Studying the Breeze
Understanding how ocean water evaporation affects radio waves may someday help advance long-distance communications across the Earth.
Researchers from The Ohio State University recently returned after a month-long scientific cruise in the Atlantic Ocean looking for such answers.
Based off the coast of North Carolina throughout the month of October, a group of five engineers from Ohio State’s ElectroScience Laboratory (ESL) worked as part of a multi-university research initiative (MURI) project called “CASPER,” or Coupled Air-Sea Processes and Electromagnetic Ducting Research. The project is coordinated through the Naval Postgraduate School in Monterey, California.
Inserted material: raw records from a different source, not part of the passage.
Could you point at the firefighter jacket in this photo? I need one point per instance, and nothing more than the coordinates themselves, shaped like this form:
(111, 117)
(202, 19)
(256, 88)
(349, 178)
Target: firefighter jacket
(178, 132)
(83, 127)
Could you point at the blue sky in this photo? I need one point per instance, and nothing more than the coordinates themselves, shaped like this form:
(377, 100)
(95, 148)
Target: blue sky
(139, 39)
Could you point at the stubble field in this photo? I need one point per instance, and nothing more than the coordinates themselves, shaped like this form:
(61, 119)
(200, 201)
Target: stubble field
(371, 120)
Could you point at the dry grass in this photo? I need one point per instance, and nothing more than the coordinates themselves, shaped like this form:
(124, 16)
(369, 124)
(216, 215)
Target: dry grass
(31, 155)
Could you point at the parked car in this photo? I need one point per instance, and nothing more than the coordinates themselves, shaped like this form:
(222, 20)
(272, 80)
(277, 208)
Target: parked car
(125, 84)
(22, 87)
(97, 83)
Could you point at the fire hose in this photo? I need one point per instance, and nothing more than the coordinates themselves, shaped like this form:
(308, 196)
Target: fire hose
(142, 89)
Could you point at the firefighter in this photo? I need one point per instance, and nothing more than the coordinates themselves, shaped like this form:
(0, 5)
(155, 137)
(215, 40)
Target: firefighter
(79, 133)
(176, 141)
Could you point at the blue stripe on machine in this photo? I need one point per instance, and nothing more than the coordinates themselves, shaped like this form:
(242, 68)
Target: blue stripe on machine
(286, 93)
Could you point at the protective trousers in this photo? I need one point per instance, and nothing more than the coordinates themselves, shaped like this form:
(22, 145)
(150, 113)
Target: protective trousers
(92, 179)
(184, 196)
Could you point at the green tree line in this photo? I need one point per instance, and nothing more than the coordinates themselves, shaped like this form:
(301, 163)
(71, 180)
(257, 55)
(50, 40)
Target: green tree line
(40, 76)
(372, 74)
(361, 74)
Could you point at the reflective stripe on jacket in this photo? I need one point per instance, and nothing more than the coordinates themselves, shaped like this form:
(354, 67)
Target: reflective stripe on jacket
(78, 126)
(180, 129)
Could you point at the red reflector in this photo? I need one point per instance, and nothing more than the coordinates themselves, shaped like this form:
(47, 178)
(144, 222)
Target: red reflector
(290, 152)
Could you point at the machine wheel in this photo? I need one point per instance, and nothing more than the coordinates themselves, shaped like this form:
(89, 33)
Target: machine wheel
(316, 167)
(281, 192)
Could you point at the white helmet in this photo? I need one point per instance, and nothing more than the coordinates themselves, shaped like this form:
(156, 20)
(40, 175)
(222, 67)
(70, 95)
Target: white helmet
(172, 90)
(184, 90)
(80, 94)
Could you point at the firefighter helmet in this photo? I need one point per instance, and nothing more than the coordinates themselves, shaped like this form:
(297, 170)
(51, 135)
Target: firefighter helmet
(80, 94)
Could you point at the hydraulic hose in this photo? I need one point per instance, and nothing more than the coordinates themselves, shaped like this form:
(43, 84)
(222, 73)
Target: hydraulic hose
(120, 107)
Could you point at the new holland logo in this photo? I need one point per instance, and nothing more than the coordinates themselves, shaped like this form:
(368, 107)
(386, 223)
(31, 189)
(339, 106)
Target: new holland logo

Robert Burkholder, principal investigator (PI) on the project, led a team made up of co-PI Caglar Yardim, as well as graduate research assistants Swagato Mukherjee, Jon Pozderac, Qi Wang and Luyao Xu.ESL research professor,
During the cruise, Burkholder said, the OSU team measured radio wave propagation in the marine atmospheric boundary layer, while others in the CASPER team simultaneously recorded atmospheric and oceanographic conditions.
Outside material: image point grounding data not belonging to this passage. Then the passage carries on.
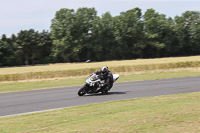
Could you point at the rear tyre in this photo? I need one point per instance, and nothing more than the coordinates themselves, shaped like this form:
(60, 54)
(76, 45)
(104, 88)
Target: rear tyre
(82, 92)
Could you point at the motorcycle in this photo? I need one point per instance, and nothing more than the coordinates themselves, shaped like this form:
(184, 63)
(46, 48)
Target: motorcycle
(93, 84)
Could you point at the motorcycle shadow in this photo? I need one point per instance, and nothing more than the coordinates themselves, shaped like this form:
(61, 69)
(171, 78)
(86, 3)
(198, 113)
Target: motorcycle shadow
(109, 93)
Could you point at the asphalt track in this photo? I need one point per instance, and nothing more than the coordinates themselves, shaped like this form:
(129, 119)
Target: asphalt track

He said the team was able to collect unprecedented new data.
“The subsequent data analyses will improve the knowledge base for electromagnetic ducting as well as for air-sea interaction and mesoscale forecasting,” Burkholder said. “This work will lead to better predictions of ducting conditions that can affect long-distance radio frequency communications over the ocean.”
Examples of mesoscale forecasting involve the study of squall lines, sea breezes or hurricanes.
“The goal of the five-year research program is to understand how radio waves are guided in the evaporation duct near the surface of the ocean, due to variations in refractive index, similar to how light waves are guided inside a fiber-optic cable,” Burkholder said.
He said the team successfully collected a unique dataset, with repeated electromagnetic links and corresponding environmental sampling, for quantifying air-sea interaction processes and electromagnetic ducting in the near shore region and over the Gulf Stream.
Xu said they divided up their time on the water.
“The experiment lasted for a whole month,” she said. “Our group of five switched for two legs, each with half a month.”